Choosing 4WD Tyres is really complicated. There are so many parameters that you want to maximize it was very hard to choose the best compromise.
On bitumen roads I would like a quiet ride, good cornering and stopping capability in both dry or damp climatic conditions. I also need good tracking to avoid driving fatigue for road driving and good balance to avoid any vibration. Off road the requirements are completely different where I want an open tread for good self cleaning properties in mud, resistance to punctures with a heavy usage construction and masses of general grip. In all cases I need my tyres to be as lower cost as possible and to last so long as possible before requiring replacement.
Unfortunately many of these requirements are paradoxical. Huge open treads that are great in the mud tend to be noisy on the bitumen. Hard compounds that last a long while have a tendency to have worse wet weather cornering and stopping capability. Basically good on-road tyres are poor performers off road and vice versa.
Kinds of 4WD tyres
So when it came time to pick my tyres I had to decide which of these features was most critical. I use the vehicle 90% of the time for going to work or driving the family around the town on weekends. Even driving to a camping location or where a 4wd track starts is mostly highway driving so on-road safety, performance and comfort are the most significant features.
The Pajero has a reputation for suffering a little from increased road noise. I think this is down to the fact that it does not have a fresh chassis so there is less padding between the suspension and the body of the auto. Because of this selecting a low-noise tyre is even more important than usual as any noise will be spotted far more. When I am off road the majority of the terrain I encounter is beach sand or gravel track. With all this considered I made a decision that an All Terrain sort of tyre was a great choice with its bias towards on-road conditions but still with better off-road performance than a normal road tyre.
Brands of 4WD tyres
The next question is which make of all terrain tyre?
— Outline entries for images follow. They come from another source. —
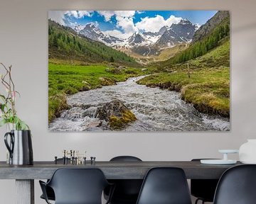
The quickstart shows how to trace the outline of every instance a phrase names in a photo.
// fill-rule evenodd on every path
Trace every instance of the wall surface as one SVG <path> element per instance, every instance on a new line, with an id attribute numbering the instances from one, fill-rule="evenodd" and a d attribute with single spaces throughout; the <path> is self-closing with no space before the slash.
<path id="1" fill-rule="evenodd" d="M 1 0 L 0 62 L 13 65 L 21 94 L 17 109 L 33 132 L 34 160 L 52 160 L 63 149 L 87 150 L 97 160 L 132 154 L 143 160 L 220 157 L 256 138 L 256 18 L 255 0 Z M 231 130 L 228 132 L 85 132 L 48 131 L 48 10 L 229 10 L 231 13 Z M 0 129 L 4 136 L 4 128 Z M 6 159 L 4 137 L 0 160 Z M 233 158 L 238 159 L 238 156 Z M 36 186 L 36 203 L 40 189 Z M 1 203 L 14 203 L 14 181 L 0 181 Z"/>

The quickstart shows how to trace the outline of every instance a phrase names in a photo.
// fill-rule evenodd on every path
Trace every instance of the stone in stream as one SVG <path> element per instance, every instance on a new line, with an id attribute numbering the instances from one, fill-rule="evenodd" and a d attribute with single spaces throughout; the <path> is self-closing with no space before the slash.
<path id="1" fill-rule="evenodd" d="M 110 86 L 110 85 L 116 85 L 117 83 L 113 79 L 102 76 L 100 77 L 99 80 L 100 81 L 100 84 L 102 86 Z"/>
<path id="2" fill-rule="evenodd" d="M 122 130 L 137 119 L 120 100 L 115 99 L 97 108 L 96 118 L 108 122 L 112 130 Z"/>

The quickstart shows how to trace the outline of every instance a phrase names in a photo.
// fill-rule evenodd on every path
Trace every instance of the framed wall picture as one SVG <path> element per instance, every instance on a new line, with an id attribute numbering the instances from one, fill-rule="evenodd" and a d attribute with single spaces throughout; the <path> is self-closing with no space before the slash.
<path id="1" fill-rule="evenodd" d="M 50 131 L 230 130 L 227 11 L 50 11 Z"/>

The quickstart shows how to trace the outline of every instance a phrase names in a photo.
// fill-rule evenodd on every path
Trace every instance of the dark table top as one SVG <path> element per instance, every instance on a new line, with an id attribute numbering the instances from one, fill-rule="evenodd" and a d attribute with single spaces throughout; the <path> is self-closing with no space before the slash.
<path id="1" fill-rule="evenodd" d="M 157 166 L 179 167 L 187 178 L 219 178 L 228 168 L 240 165 L 209 165 L 196 162 L 90 162 L 85 164 L 55 164 L 54 162 L 34 162 L 33 165 L 14 166 L 0 162 L 0 179 L 46 179 L 59 168 L 99 168 L 108 179 L 143 179 L 147 171 Z"/>

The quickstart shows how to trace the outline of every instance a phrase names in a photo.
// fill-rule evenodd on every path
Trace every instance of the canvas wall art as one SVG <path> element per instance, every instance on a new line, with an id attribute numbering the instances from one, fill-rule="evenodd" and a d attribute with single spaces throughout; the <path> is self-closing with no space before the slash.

Some of the brands which make claims to have a harder compound seem to have reviews that suggest that when they get a little older their grip levels can drop seriously for bitumen driving. In my view I’d rather my tyres wore out a little quicker but always gripped well, it’s not worth saving a bit of money for the sake of safety.
I also needed to purchase a tyre exactly the same size as the standard tyres. This is thanks to the fact that I do not desire any effect on the speedometer precision or performance of the traction and stability control systems. A different size tyre might or might not effect these however I just do not require the bother of attempting to fix it if it does. These points excluded a large amount of tyres making the decision a little easier.
So in the final analysis after much debate I decided to give the Pro Comp range a try. They had a few great reviews showing that it has excellent on-road performance while still maintaining decent off-road ability. I’ve had them for quite a bit now and they have definitely lived up to expectations.
The largest thing I’ve learned about selecting four wheel drive tyres is this: select what is Best for you. Do not fall for the hype that says your Have to have a light truck, 35 inch, mud terrain that will last 10 years. Look at how you use your vehicle and buy what makes sense for you.
Making tyres last for longer
The very last thing I have to say is: revolve your tyres! My previous tyres would have lasted a lot longer if I had have revolved them each 5000km or so. Instead , at 15000km they developed a unpleasant whirring sound that really sounded like a blown diff or worn wheel bearings. It took a bit to work out it was just the tyres after much concern. To revolve your tyres move the rear tyres direct to the front keeping them on the same sides they were on.
Move the front tyres to the rear but swap sides so that they are basically revolving in the other way. In a full cycle of revolution this can mean that each corner of every tread block will get the same wear and this could hopefully reduce uneven wear that causes excessive noise. The other thing I’d say is to keep an eye open for tyres designed to avoid humming noise by having variable block sizes as these can develop this pulsating whiring noise that in my viewpoint is worse.
4 wheel drive vehicles and SUV’s sometimes arrive outfitted with general road tyres, or at least a combo on road and general off road tyre. The 4WD tyres that your 4×4 came with aren’t necessarily the best ones for the applications that you would like to use it for.